Upper Churchill Power – The Unexamined Alternative

The UARB Decision – The Potential Impact to the Newfoundland Rate Payer
A Discussion Paper on Muskrat Falls Volume IX

By: JM
August 2013

The UARB Decision Executive Summary On July 22, 2013, the UARB in Nova Scotia conditionally approved the Maritime Link Project. The approval was dependent upon the guaranteed availability of ‘surplus’ energy representing about 40% of Muskrat Fall’s production, being available at market prices over the 35 year term of the agreement with Nalcor.

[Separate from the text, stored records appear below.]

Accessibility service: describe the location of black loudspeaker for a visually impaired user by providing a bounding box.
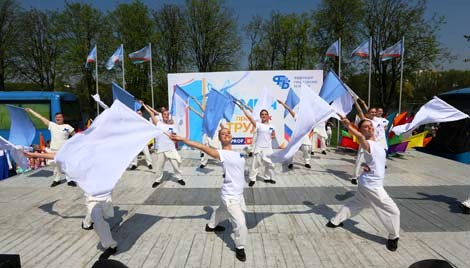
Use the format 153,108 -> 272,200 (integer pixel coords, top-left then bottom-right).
0,254 -> 21,268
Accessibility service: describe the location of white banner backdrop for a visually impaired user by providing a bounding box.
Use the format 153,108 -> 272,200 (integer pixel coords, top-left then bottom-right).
168,70 -> 323,149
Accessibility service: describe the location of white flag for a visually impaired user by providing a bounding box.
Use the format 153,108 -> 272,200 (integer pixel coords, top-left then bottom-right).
268,83 -> 335,163
55,100 -> 162,196
392,96 -> 469,135
91,94 -> 109,110
253,87 -> 276,121
0,136 -> 32,169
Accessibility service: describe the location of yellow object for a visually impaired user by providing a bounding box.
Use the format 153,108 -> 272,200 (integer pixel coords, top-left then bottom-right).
404,131 -> 428,150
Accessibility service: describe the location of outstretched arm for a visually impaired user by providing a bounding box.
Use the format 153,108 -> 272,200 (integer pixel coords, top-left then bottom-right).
25,108 -> 51,127
170,134 -> 220,160
354,100 -> 366,120
277,99 -> 295,118
338,114 -> 370,153
189,96 -> 206,112
188,106 -> 204,118
237,103 -> 256,126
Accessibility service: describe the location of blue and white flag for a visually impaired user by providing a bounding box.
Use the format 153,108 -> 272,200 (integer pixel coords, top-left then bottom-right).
380,40 -> 404,61
112,82 -> 142,111
7,105 -> 36,146
351,40 -> 370,58
320,70 -> 348,103
170,85 -> 189,121
284,88 -> 300,118
85,45 -> 97,68
268,83 -> 334,163
325,40 -> 339,57
202,89 -> 234,138
129,45 -> 152,64
106,44 -> 123,70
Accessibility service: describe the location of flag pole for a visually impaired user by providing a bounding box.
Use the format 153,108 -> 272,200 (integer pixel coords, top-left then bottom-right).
367,36 -> 372,107
95,45 -> 100,116
149,42 -> 155,109
398,36 -> 405,114
121,44 -> 126,89
336,37 -> 341,148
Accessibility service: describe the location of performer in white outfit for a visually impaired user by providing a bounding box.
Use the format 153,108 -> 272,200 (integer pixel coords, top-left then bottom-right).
460,196 -> 470,214
25,108 -> 77,187
277,99 -> 313,169
312,122 -> 328,155
130,110 -> 152,170
143,104 -> 186,188
237,103 -> 276,187
351,100 -> 388,185
25,152 -> 117,259
172,128 -> 248,261
326,117 -> 400,251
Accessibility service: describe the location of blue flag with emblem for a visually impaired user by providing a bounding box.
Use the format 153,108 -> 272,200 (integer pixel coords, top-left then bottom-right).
284,88 -> 300,118
7,105 -> 36,146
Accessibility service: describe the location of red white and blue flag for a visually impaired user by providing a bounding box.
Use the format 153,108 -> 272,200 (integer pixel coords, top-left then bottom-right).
85,45 -> 96,68
380,40 -> 404,61
325,40 -> 339,57
129,45 -> 152,64
351,40 -> 370,58
106,44 -> 123,70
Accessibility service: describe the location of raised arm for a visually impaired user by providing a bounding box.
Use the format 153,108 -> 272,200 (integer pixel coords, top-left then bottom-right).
338,114 -> 370,153
142,103 -> 158,125
360,99 -> 369,111
170,134 -> 220,160
237,103 -> 256,127
25,108 -> 51,127
277,99 -> 295,118
188,106 -> 204,118
354,100 -> 366,120
189,95 -> 206,112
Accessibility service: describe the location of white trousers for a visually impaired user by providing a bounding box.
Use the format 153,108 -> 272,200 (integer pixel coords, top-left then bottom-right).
287,144 -> 312,165
131,145 -> 152,166
330,185 -> 400,239
312,133 -> 326,151
155,150 -> 183,182
83,198 -> 117,249
353,147 -> 366,179
249,148 -> 274,181
208,195 -> 248,249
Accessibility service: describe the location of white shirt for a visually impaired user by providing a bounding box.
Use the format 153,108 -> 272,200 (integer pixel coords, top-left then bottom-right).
155,122 -> 177,153
218,150 -> 245,198
49,122 -> 74,151
359,140 -> 386,188
255,122 -> 274,148
372,117 -> 388,149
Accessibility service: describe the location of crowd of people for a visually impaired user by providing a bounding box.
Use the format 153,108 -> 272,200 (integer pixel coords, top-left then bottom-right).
2,94 -> 470,261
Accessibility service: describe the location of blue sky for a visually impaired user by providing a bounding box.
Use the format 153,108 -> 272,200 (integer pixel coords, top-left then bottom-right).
20,0 -> 470,70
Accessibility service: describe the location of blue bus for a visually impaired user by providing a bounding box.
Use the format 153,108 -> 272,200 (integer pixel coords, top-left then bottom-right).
0,91 -> 84,144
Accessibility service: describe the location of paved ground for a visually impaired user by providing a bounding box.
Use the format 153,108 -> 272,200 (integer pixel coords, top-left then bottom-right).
0,148 -> 470,267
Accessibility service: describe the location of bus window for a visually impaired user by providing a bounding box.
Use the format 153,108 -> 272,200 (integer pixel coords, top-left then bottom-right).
61,101 -> 83,128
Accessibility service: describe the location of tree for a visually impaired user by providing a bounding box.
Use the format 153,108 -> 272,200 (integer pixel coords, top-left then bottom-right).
312,0 -> 367,75
0,0 -> 20,90
361,0 -> 448,108
14,9 -> 60,90
244,12 -> 314,70
108,0 -> 154,101
186,0 -> 241,72
55,3 -> 111,115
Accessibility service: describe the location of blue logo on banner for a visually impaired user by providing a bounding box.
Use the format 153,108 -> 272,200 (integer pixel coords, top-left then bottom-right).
273,75 -> 290,89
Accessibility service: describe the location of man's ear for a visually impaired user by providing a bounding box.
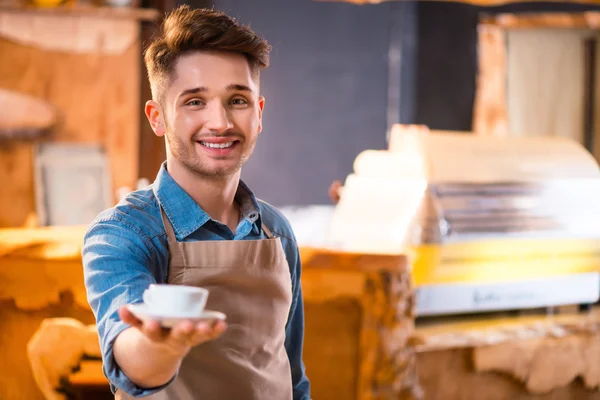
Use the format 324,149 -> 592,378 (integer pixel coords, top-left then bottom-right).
258,96 -> 265,133
144,100 -> 167,137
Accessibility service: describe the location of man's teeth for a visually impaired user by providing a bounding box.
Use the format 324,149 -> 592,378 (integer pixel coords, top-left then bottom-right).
200,142 -> 233,149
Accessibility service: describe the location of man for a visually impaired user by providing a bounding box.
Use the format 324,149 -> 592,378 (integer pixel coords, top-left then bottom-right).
83,6 -> 310,400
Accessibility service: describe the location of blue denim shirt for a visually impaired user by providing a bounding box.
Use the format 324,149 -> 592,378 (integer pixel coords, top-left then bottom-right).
82,164 -> 310,400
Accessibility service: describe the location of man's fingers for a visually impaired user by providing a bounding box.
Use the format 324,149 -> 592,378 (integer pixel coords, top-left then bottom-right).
119,307 -> 142,329
140,321 -> 166,342
212,321 -> 227,339
171,321 -> 194,343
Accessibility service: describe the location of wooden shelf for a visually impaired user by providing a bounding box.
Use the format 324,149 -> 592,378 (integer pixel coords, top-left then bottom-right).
0,0 -> 160,21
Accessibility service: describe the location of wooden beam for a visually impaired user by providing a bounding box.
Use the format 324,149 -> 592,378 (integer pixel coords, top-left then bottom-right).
473,25 -> 508,136
480,11 -> 600,29
0,3 -> 160,21
316,0 -> 600,7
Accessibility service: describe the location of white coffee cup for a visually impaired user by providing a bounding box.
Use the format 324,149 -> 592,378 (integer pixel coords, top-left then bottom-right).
143,284 -> 208,315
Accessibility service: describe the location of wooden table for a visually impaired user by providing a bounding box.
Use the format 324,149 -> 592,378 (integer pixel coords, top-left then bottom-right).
0,227 -> 94,400
415,307 -> 600,400
0,228 -> 419,400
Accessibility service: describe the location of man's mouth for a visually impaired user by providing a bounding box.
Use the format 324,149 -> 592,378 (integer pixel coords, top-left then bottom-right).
199,140 -> 237,149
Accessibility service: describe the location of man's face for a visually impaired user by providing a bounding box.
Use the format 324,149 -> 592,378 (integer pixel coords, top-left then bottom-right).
162,51 -> 264,178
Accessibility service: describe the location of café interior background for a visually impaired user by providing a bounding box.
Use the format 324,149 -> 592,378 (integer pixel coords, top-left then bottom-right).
0,0 -> 600,400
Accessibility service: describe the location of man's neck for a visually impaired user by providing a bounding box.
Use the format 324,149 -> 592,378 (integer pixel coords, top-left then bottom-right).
167,159 -> 240,232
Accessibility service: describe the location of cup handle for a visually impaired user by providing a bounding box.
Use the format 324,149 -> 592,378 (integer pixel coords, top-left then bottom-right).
142,289 -> 152,304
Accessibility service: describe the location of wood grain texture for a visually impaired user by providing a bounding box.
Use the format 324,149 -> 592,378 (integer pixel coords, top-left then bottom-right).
473,24 -> 508,136
303,296 -> 363,400
417,348 -> 600,400
481,11 -> 600,29
0,142 -> 35,227
0,3 -> 160,21
317,0 -> 598,7
415,307 -> 600,400
0,21 -> 141,227
27,318 -> 101,400
0,293 -> 94,400
358,270 -> 421,400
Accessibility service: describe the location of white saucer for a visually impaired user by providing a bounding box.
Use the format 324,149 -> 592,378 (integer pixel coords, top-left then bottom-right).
127,303 -> 226,328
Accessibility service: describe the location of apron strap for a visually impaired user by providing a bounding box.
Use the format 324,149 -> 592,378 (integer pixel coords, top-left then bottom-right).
262,224 -> 274,239
159,205 -> 177,243
159,205 -> 274,243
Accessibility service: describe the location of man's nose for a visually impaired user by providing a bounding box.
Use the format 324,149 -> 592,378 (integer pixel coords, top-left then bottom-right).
204,102 -> 233,133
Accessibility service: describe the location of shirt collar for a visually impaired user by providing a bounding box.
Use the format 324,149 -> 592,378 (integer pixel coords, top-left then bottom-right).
152,162 -> 262,240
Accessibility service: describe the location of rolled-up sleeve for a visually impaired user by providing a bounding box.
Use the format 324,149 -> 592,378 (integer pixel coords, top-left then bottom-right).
82,216 -> 171,397
285,240 -> 310,400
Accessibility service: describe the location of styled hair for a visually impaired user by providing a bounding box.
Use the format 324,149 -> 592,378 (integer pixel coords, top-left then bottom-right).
144,5 -> 271,101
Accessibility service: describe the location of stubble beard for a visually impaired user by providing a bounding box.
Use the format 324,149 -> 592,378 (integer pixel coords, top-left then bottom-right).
166,127 -> 256,180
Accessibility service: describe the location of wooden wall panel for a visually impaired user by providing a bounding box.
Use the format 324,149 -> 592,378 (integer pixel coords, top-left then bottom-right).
0,26 -> 141,226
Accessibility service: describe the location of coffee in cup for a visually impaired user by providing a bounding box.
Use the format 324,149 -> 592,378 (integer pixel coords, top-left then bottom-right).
143,284 -> 208,316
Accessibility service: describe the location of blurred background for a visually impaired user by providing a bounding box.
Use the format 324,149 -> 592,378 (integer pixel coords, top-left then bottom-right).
0,0 -> 600,400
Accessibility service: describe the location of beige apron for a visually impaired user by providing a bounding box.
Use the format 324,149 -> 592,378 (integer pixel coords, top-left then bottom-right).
115,210 -> 292,400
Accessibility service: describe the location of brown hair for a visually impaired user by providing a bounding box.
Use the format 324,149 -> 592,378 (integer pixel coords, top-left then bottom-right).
144,5 -> 271,100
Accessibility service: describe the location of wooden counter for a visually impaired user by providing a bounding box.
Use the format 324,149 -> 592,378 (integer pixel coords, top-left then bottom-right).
0,227 -> 419,400
415,307 -> 600,400
0,228 -> 94,400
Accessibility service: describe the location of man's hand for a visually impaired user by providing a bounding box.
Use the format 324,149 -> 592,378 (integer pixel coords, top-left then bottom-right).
119,307 -> 227,357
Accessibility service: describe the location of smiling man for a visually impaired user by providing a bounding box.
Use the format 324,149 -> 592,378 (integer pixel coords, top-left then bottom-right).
83,6 -> 310,400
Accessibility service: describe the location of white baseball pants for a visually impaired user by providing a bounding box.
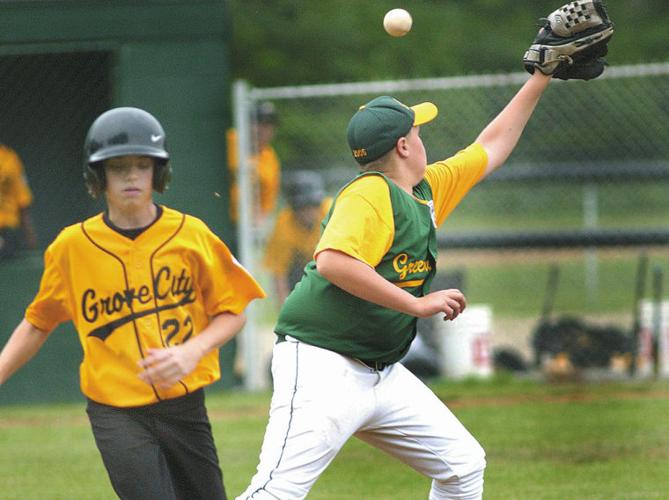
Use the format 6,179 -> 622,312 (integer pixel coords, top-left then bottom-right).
237,337 -> 486,500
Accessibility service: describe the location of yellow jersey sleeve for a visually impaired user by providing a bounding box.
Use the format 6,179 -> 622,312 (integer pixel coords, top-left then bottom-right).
425,143 -> 488,226
25,229 -> 74,332
314,175 -> 395,267
190,217 -> 265,316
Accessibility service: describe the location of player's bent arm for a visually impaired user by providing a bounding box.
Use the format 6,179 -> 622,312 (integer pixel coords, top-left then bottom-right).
0,319 -> 49,385
316,250 -> 465,319
476,71 -> 551,177
139,312 -> 246,389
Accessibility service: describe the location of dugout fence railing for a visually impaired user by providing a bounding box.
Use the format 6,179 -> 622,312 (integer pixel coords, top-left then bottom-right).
233,62 -> 669,388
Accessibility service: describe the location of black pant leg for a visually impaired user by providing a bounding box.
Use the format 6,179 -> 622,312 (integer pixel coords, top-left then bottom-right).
151,390 -> 227,500
86,401 -> 177,500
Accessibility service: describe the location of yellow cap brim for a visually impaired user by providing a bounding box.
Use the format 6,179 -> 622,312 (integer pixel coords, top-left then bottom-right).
411,102 -> 439,127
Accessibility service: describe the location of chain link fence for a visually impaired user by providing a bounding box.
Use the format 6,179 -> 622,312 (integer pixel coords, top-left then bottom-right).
235,64 -> 669,386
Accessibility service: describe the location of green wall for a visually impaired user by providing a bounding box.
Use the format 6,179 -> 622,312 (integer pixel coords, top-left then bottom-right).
0,0 -> 234,405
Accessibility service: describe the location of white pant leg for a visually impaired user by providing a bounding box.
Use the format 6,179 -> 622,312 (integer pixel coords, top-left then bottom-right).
237,340 -> 379,500
356,363 -> 486,499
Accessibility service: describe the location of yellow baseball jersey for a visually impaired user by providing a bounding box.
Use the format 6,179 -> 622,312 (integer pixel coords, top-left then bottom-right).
26,207 -> 265,407
0,144 -> 33,229
227,130 -> 281,221
314,144 -> 488,267
264,198 -> 332,275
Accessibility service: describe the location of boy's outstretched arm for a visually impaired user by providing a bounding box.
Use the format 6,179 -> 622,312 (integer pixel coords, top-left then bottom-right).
476,71 -> 551,177
0,319 -> 48,386
316,250 -> 466,319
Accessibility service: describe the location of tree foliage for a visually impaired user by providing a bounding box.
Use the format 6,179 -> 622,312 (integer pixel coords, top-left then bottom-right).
229,0 -> 669,87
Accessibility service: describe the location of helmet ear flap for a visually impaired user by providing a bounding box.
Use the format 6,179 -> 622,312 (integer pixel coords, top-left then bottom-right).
84,163 -> 107,198
153,161 -> 172,193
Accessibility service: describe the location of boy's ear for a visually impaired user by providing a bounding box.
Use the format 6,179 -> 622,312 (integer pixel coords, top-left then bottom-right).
395,137 -> 409,158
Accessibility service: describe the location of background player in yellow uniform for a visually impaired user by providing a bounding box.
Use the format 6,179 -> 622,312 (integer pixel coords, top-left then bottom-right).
0,144 -> 37,260
238,71 -> 551,499
264,170 -> 332,305
0,108 -> 264,500
227,101 -> 281,223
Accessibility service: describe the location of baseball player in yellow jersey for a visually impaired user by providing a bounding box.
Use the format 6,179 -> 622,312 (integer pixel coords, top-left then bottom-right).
0,108 -> 264,499
238,71 -> 551,500
264,170 -> 332,305
0,144 -> 37,260
226,102 -> 281,222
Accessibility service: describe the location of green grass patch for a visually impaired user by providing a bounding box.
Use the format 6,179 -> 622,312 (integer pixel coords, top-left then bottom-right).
0,377 -> 669,500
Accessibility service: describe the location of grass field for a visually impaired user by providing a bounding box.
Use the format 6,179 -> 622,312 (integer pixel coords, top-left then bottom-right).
0,377 -> 669,500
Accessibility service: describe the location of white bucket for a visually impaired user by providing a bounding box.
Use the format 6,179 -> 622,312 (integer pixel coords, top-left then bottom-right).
433,305 -> 493,379
636,300 -> 669,378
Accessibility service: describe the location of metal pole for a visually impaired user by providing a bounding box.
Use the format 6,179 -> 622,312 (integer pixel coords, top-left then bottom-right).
583,184 -> 599,305
233,81 -> 261,390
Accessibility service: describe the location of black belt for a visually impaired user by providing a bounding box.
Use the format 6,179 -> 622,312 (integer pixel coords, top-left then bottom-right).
275,333 -> 392,372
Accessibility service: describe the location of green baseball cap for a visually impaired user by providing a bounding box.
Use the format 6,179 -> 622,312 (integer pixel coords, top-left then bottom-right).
346,96 -> 438,165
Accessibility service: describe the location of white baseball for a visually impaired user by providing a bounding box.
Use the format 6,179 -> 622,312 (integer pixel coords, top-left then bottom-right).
383,9 -> 413,36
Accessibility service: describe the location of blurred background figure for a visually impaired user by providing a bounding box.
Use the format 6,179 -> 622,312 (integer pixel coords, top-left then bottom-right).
264,170 -> 332,306
227,101 -> 281,224
0,144 -> 37,260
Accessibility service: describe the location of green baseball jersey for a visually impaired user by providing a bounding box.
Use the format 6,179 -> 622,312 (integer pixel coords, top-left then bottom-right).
26,207 -> 265,407
275,144 -> 487,363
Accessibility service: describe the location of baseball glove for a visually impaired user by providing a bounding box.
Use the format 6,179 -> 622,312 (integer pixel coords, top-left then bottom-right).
523,0 -> 613,80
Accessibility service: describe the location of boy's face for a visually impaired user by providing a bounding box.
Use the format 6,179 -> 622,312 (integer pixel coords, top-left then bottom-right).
104,155 -> 155,208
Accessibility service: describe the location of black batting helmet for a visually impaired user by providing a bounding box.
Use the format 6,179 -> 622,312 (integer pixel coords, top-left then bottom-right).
284,170 -> 325,209
84,107 -> 171,198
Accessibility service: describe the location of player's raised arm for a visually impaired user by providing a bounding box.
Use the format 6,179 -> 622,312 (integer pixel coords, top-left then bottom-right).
476,71 -> 551,177
476,0 -> 613,175
0,319 -> 48,385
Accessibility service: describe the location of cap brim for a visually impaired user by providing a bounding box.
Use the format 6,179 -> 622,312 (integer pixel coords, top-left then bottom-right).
411,102 -> 439,127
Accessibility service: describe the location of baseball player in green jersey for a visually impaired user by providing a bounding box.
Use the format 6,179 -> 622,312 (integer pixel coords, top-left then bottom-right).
238,71 -> 551,500
0,108 -> 264,500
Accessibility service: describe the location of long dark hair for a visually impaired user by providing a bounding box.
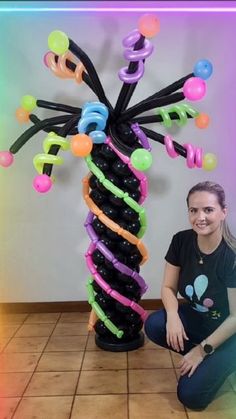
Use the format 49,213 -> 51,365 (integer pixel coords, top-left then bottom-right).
186,181 -> 236,253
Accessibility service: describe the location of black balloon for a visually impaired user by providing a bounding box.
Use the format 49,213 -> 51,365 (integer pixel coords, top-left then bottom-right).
101,204 -> 118,220
111,159 -> 132,178
117,272 -> 134,284
93,281 -> 102,293
92,217 -> 106,235
108,194 -> 126,208
127,249 -> 142,266
100,144 -> 117,161
123,175 -> 140,191
117,124 -> 137,146
97,179 -> 110,195
118,239 -> 136,255
114,250 -> 126,264
129,189 -> 141,202
97,266 -> 111,282
121,207 -> 139,221
93,156 -> 109,172
89,175 -> 98,189
94,320 -> 111,337
100,234 -> 116,250
106,227 -> 120,241
126,220 -> 141,235
95,294 -> 114,310
92,249 -> 105,266
89,188 -> 107,206
106,173 -> 122,188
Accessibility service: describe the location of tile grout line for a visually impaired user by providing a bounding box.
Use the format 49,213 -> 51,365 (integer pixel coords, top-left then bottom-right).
12,313 -> 61,418
68,333 -> 89,419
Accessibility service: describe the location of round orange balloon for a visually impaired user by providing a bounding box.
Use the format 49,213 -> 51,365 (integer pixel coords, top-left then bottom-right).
195,113 -> 210,128
70,134 -> 93,157
16,108 -> 29,123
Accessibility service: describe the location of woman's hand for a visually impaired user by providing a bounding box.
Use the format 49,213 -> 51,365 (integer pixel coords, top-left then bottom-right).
180,345 -> 204,377
166,312 -> 189,352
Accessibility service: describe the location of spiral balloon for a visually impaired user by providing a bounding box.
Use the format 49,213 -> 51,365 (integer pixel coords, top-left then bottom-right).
0,15 -> 217,352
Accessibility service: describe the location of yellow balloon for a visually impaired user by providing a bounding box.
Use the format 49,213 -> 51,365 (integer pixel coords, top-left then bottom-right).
202,153 -> 217,172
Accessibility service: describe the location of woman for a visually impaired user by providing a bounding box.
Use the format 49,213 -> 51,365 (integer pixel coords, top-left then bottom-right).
145,182 -> 236,410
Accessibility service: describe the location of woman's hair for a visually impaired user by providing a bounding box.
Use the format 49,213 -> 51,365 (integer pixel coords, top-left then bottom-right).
186,181 -> 236,253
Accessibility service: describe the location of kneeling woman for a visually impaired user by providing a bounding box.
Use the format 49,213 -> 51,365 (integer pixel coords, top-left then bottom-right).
145,182 -> 236,410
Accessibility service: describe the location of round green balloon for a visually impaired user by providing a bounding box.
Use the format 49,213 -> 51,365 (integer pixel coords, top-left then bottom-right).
21,95 -> 37,112
202,153 -> 217,172
130,148 -> 152,172
48,31 -> 69,55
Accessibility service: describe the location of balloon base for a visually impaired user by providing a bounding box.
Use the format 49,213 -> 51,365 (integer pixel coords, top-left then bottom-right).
95,332 -> 144,352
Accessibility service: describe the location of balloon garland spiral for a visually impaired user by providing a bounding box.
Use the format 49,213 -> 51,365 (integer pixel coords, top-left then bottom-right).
0,15 -> 216,351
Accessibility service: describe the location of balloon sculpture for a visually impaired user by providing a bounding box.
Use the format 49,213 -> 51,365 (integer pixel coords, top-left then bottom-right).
0,15 -> 216,351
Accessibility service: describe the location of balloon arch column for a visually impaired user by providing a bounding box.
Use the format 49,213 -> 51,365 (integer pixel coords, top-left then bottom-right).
0,15 -> 216,351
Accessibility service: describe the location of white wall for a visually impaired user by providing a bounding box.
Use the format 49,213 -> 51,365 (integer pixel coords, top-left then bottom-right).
0,6 -> 236,302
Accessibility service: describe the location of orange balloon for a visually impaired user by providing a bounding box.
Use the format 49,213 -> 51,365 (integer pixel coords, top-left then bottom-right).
70,134 -> 93,157
195,113 -> 210,128
138,14 -> 160,38
16,108 -> 29,123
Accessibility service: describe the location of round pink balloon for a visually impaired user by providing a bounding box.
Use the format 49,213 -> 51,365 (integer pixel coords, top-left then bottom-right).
43,51 -> 51,67
203,298 -> 214,308
33,174 -> 52,193
0,151 -> 14,167
183,77 -> 206,101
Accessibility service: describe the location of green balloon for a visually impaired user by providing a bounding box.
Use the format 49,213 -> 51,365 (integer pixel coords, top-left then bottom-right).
48,31 -> 69,55
130,148 -> 152,172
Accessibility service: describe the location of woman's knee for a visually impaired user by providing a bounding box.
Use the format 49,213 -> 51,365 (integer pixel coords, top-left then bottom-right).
177,377 -> 210,411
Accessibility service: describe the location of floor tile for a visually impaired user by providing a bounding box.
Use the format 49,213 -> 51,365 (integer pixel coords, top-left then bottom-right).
187,392 -> 236,419
24,372 -> 79,396
76,370 -> 127,394
129,393 -> 187,419
25,313 -> 60,324
4,336 -> 48,352
37,351 -> 84,371
0,352 -> 41,372
71,394 -> 128,419
13,396 -> 73,419
0,313 -> 28,325
139,336 -> 167,350
0,324 -> 21,338
0,397 -> 20,419
52,323 -> 88,336
128,368 -> 177,393
128,349 -> 172,369
15,323 -> 55,338
86,332 -> 102,352
58,311 -> 89,323
0,372 -> 32,397
82,351 -> 127,370
0,336 -> 11,352
45,336 -> 87,352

This condition should not have been a surprise to observers of the Nova Scotia hearings, as it intended to codify what was presented by Emera themselves in their application to the UARB. The UARB demand to guarantee both the quantity and price of surplus energy over the 35 year term is not a minor condition, and should be properly explained to the people of Newfoundland and Labrador. Yet in their July 27 and August 3 Letters to the Telegram, both Ed Martin and Tom Marshall have not provided any commentary regarding the potential consequences of this decision, nor have they offered any insight into how both Nalcor and Emera will proceed. The implementation of the UARB condition will mean that Emera no longer will receive 20% of the power for 20% of the cost. Instead, Nova Scotia will receive 60% of the power, for what amounts to about 30% of the cost. Meeting the UARB condition will have an impact on the final rate to the NL consumer. This paper will attempt to further explain the potential impacts of this decision. Based on the DG2 data provided by Nalcor to the PUB, there is a potential 37% increase in the incremental rates charged to NL ratepayers for Muskrat Falls Energy if the conditions of the UARB are met. This would be reduced to a 10% increase if all export revenue in the early years of the project were used to offset the burden on the NL ratepayer. This is assuming that the Holyrood thermal plant can be decommissioned as per the original plan. If the allocation of additional power to Nova Scotia results in Holyrood’s life being extended beyond 2021, then these rates will potentially further increase.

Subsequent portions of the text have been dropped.